Let me preface this post by saying my husband is okay, everybody is unharmed and safe and very thankful for the outcome. and now I can continue by saying that his car just spontaneously caught on fire and exploded this morning on his way to work. I cried, I laughed, I cried more, I got hysterical, I prayed, I hugged my husband, I paced around the house looking for something to do... "who does this happen to?!" I asked. My husband said it happens a lot. I have yet to know a person who this has happened to!!!
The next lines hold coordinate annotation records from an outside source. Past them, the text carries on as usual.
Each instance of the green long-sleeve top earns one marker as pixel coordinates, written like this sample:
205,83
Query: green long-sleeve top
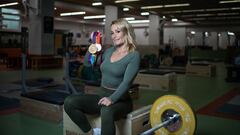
120,74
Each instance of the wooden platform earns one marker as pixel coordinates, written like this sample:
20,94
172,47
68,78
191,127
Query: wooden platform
163,82
135,123
44,110
206,70
45,61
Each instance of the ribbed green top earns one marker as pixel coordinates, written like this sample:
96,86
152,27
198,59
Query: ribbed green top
119,74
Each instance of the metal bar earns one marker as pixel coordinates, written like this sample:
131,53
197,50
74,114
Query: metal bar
164,124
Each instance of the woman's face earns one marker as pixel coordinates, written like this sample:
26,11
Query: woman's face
117,36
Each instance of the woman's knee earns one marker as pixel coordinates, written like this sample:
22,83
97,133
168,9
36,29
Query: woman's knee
107,112
68,102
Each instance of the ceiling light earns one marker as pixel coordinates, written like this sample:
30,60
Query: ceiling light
145,13
174,20
177,5
203,15
151,7
217,9
72,13
96,3
125,9
196,10
235,8
230,33
9,4
139,21
193,32
130,18
228,1
122,1
94,17
224,14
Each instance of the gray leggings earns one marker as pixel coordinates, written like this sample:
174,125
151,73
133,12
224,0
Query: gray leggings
77,105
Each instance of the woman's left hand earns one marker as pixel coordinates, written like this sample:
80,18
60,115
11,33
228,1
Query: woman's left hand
105,101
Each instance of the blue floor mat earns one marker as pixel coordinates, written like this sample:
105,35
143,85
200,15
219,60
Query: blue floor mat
230,109
8,103
36,82
53,97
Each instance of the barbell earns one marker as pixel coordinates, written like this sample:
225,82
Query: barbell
171,115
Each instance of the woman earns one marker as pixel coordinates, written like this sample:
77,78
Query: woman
119,67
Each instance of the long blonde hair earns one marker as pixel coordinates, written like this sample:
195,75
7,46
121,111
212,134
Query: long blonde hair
128,31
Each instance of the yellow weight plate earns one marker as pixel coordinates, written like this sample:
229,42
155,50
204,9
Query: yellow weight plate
179,105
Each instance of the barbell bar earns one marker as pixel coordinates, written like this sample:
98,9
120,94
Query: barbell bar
171,114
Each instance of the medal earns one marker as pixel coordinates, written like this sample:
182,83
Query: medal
95,48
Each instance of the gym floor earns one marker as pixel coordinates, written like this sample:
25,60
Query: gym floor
198,91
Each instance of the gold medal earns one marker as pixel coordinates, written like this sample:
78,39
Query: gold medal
92,48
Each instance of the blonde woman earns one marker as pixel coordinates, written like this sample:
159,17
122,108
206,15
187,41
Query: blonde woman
119,67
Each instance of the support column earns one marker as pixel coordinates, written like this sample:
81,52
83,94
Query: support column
111,13
154,33
41,28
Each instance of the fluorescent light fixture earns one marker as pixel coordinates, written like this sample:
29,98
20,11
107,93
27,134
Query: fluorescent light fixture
152,7
196,19
96,3
217,9
73,13
224,14
166,6
196,10
193,32
122,1
206,34
144,13
125,9
235,8
228,1
203,15
174,20
139,21
94,17
177,5
231,33
130,18
9,4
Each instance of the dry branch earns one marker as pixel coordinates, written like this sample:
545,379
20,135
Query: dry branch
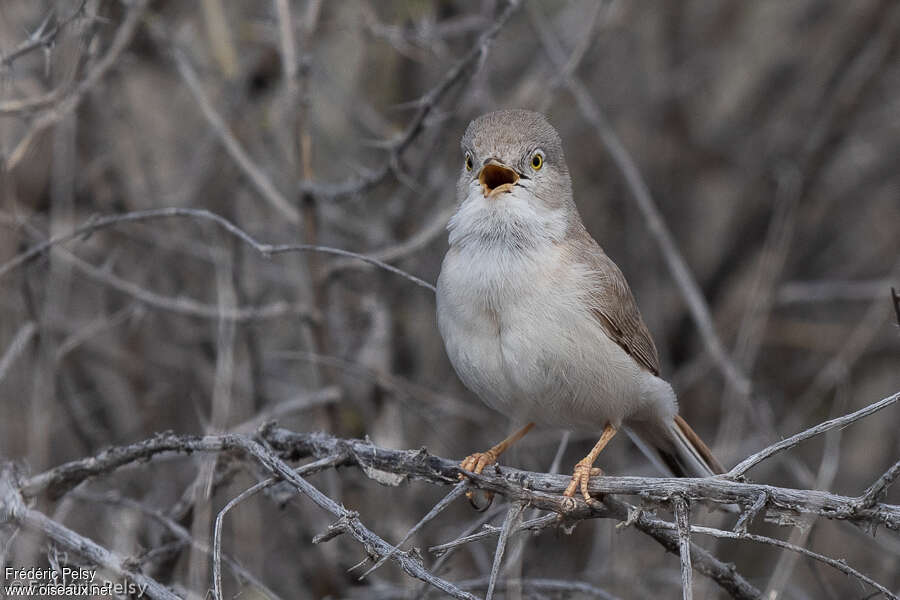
521,488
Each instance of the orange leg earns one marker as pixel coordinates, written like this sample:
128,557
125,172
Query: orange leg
478,461
584,468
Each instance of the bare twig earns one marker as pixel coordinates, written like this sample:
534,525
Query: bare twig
683,526
878,490
13,509
895,297
509,524
234,148
753,460
461,72
43,37
830,290
16,347
182,535
438,508
840,565
120,41
266,250
750,513
308,469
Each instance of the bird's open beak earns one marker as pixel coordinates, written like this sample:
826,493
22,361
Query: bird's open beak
496,178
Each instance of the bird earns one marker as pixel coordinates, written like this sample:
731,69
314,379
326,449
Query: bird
537,320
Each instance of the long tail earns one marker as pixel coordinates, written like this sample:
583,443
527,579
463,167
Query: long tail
677,449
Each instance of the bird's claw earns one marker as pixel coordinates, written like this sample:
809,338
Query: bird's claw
581,476
476,463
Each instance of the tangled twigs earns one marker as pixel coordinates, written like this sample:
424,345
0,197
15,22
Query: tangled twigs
272,446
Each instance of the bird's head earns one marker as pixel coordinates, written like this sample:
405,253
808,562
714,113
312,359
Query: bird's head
513,180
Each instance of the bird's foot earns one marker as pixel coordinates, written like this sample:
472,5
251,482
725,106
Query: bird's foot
476,464
581,476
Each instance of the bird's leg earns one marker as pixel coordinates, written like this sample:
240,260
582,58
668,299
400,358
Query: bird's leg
584,468
478,461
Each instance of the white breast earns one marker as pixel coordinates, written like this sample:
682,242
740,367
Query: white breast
520,336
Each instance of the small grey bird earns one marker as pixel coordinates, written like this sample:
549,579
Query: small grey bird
537,320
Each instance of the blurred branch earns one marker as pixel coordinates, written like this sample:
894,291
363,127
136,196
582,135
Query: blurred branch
830,290
521,488
751,461
17,346
233,147
13,509
461,72
267,250
840,565
124,35
41,37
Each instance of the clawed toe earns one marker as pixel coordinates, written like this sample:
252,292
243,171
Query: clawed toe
476,463
581,477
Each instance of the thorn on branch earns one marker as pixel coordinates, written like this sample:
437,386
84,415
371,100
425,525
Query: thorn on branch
748,515
335,529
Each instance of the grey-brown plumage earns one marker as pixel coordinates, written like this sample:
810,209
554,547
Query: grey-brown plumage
537,320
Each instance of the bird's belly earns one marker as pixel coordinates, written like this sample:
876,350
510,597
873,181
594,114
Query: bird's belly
549,363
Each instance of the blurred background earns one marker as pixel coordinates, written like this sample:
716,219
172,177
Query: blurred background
768,134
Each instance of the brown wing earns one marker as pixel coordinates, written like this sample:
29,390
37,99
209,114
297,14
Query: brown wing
617,312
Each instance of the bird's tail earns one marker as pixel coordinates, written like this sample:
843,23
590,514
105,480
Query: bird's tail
677,449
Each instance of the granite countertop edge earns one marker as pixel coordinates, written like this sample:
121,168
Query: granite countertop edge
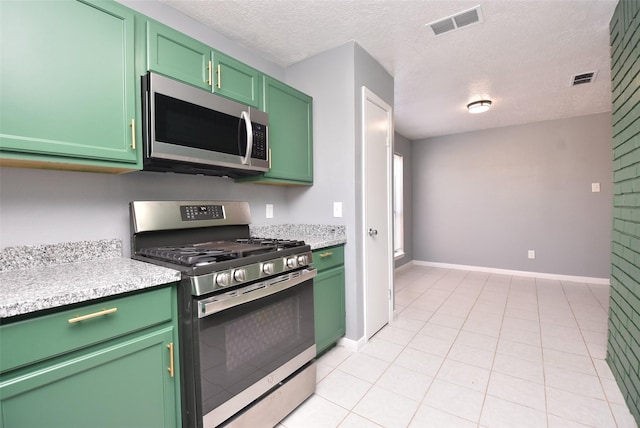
27,291
318,236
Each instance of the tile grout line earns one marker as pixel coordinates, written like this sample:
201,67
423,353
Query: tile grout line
604,392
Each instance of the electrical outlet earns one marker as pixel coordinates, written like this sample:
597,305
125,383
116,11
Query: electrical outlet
337,209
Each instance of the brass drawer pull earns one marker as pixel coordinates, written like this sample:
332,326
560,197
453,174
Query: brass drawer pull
93,315
170,346
133,134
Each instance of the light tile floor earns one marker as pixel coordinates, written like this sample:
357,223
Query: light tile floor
470,349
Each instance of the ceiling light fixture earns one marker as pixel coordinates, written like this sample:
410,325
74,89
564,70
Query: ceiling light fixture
479,106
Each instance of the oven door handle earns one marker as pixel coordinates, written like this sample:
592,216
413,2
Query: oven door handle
250,293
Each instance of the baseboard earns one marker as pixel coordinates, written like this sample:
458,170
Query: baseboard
570,278
404,267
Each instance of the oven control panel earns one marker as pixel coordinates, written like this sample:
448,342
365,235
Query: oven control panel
201,212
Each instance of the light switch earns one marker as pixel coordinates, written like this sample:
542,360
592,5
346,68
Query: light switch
337,209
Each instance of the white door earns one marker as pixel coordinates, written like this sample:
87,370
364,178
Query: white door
377,134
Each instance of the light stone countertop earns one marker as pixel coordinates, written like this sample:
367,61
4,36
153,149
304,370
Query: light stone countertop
316,235
49,284
40,277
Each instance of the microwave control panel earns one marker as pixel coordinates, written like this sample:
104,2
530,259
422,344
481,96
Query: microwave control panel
259,150
201,212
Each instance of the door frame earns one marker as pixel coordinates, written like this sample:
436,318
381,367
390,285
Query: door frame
369,96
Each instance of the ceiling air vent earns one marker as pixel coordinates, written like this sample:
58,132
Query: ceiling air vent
582,78
454,22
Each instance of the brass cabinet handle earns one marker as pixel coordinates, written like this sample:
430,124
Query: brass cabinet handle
93,315
133,134
170,346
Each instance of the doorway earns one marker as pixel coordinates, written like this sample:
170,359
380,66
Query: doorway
377,149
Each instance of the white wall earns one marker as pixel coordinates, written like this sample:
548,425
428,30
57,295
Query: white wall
484,198
334,79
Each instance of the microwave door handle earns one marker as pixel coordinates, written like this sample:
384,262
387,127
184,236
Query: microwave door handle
247,121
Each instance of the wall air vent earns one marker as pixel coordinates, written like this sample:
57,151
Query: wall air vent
582,78
454,22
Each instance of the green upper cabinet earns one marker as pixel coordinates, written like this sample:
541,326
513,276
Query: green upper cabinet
183,58
68,85
107,364
290,135
236,80
173,54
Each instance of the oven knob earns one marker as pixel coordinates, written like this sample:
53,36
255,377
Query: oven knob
240,275
267,268
222,279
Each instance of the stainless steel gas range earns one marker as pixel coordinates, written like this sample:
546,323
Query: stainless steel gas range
246,321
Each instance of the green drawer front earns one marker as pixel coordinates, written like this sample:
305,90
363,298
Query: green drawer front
40,338
326,258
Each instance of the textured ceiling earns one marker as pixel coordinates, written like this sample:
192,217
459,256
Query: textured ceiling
522,56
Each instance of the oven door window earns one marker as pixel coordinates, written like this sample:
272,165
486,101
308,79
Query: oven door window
189,125
241,345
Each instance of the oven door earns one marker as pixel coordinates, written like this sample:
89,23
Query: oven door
250,340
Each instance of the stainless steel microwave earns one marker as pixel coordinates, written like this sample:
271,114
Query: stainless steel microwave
188,130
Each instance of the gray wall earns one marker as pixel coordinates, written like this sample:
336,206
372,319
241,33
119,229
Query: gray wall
38,206
403,146
485,198
43,207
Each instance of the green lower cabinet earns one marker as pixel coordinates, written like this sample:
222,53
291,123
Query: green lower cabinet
329,297
103,374
68,86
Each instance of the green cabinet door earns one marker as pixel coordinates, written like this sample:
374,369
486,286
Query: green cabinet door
236,80
290,135
329,307
67,83
176,55
126,384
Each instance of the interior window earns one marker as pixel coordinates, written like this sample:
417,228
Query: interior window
398,203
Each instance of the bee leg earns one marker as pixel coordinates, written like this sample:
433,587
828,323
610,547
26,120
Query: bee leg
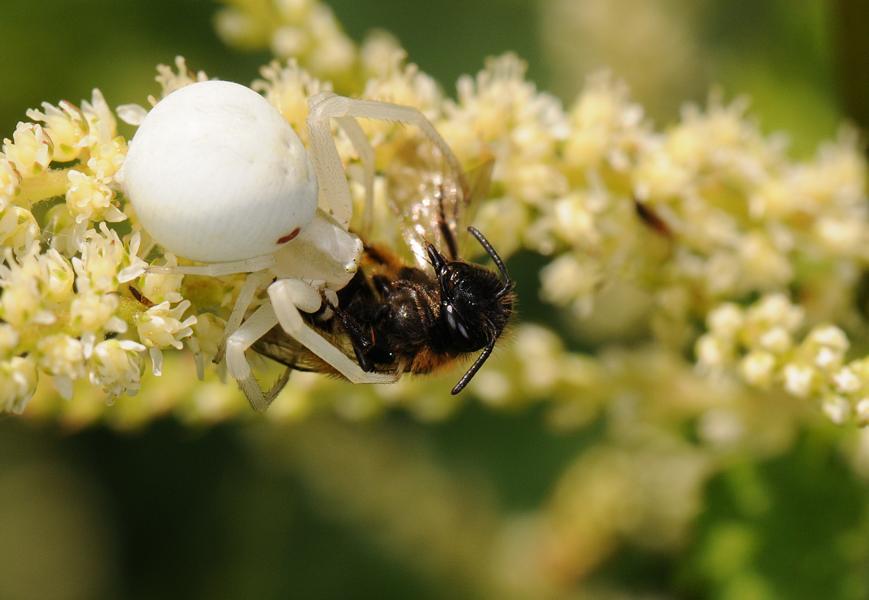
245,297
256,326
288,297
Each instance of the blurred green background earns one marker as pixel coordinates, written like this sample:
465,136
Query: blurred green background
240,511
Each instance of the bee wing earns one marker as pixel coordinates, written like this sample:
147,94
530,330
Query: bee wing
433,205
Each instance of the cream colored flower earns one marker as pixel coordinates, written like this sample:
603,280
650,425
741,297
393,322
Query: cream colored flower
9,182
30,149
288,89
116,366
65,125
19,230
18,378
63,357
161,326
90,199
105,261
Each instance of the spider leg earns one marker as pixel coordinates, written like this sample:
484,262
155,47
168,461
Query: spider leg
288,297
250,265
256,326
335,194
242,303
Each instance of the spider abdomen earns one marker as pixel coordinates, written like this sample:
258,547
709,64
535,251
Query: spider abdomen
216,174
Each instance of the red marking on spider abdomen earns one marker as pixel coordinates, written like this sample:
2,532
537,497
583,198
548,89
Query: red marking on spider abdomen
286,238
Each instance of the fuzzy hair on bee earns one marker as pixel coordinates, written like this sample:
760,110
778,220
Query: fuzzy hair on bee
396,318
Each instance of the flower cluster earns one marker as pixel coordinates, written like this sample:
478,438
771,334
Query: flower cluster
645,233
70,278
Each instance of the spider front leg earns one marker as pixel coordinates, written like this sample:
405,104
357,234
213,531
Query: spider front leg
288,297
334,192
245,298
256,326
250,265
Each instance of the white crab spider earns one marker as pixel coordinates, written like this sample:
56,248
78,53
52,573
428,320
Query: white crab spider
217,175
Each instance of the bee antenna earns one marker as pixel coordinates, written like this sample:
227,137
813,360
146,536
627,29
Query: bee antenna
508,283
469,374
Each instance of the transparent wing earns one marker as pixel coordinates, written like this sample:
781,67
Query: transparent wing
433,204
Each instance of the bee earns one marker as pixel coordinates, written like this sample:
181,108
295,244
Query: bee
398,318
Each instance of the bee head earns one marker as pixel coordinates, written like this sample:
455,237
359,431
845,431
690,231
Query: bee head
476,304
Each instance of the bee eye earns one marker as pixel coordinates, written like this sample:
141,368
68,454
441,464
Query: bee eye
454,322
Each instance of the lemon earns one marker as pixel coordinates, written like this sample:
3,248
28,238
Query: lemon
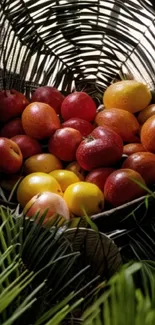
84,197
65,178
130,95
36,183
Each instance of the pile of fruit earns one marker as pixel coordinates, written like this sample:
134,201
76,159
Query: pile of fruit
71,158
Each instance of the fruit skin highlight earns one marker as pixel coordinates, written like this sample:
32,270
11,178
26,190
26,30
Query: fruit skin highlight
103,148
52,202
144,164
120,187
48,95
36,183
12,103
64,143
122,122
44,162
65,178
131,148
84,198
147,134
11,158
12,128
83,126
27,145
146,113
129,95
40,120
78,104
99,176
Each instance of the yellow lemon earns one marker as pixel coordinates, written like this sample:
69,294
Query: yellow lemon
84,197
65,178
36,183
130,95
76,169
43,162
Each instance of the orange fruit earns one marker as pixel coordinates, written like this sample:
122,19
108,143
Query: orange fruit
84,197
146,113
36,183
65,178
148,134
40,120
44,162
130,95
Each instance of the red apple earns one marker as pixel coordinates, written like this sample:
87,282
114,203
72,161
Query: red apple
78,104
12,103
103,148
83,126
64,143
11,156
48,95
27,145
53,203
12,128
120,187
99,176
144,164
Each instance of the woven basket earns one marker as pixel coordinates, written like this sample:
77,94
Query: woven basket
82,45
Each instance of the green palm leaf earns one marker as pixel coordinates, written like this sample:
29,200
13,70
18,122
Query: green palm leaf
123,301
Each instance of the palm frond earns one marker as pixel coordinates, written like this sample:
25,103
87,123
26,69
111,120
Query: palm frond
128,298
52,263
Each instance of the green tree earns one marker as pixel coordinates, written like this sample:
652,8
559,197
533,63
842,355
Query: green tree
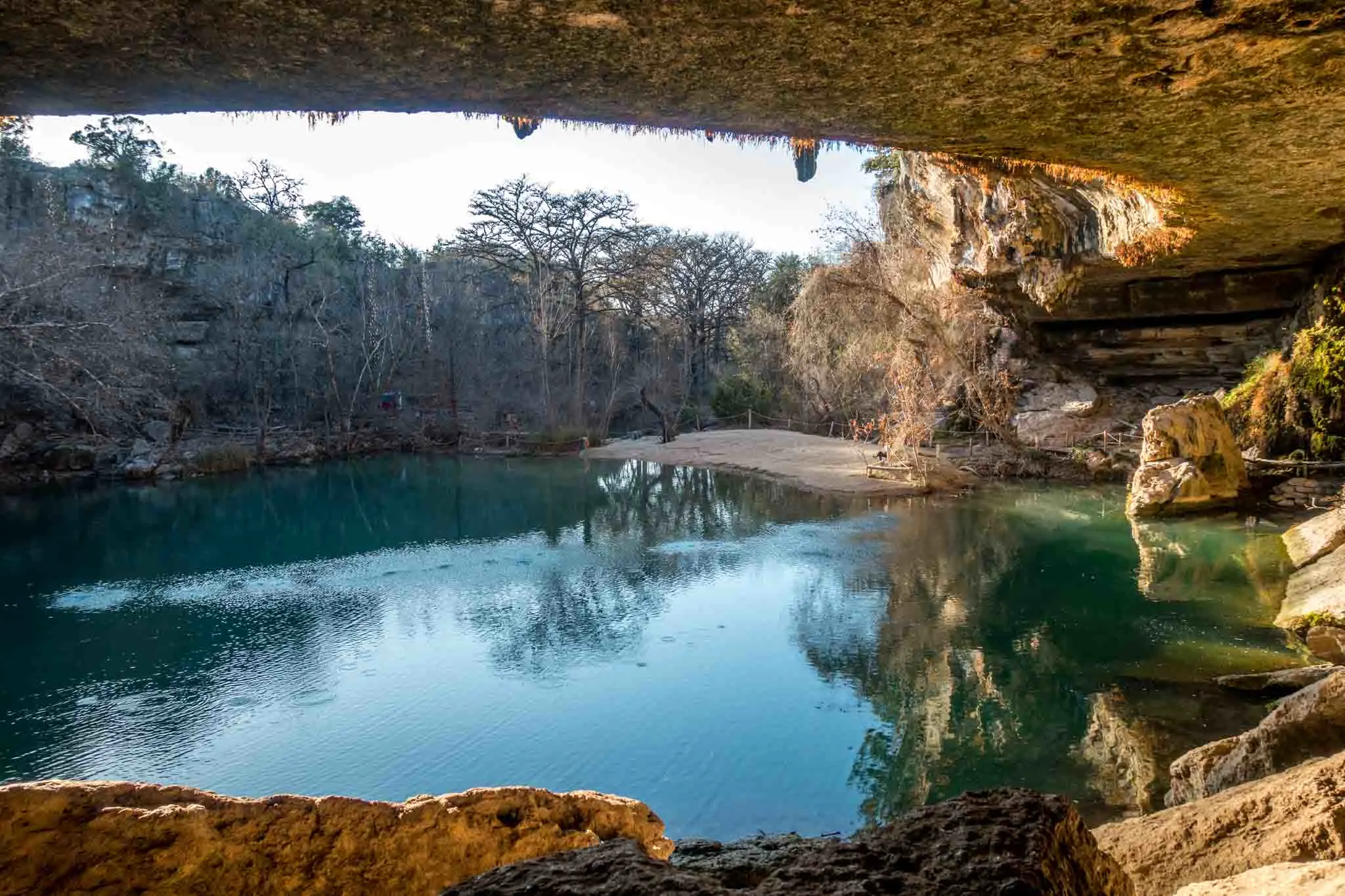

We are sentimental people. Of course I am most thankful that my husband escaped unharmed and okay and safe, but we are going to miss that little car. It wasn't overly showy or expensive, it had a crappy paint job, but man it was fun. It smelled like a man car. I drove it many times when I was pregnant because I loved the smell of tires. We went on so many dates with the top down and radio up, wind in our hair, Switch's head out the window with his ears flying back. I took him to the drive in movies once for his first father's day when Emma was in my tummy. We took it to a fancy expensive hotel downtown for our anniversary one year. It wasn't the car, it was all the memories. and fire is a powerful thing, it just takes everything away very fast.
Here's how I would like to remember that little red car. Emma pretending to drive it last Easter right before Zoey was born (it was parked, obviously). I had a post about preschool ready, but maybe I'll post that tomorrow. Today was just a tough day on our hearts. A scary day and a stressful day. and a thankful day.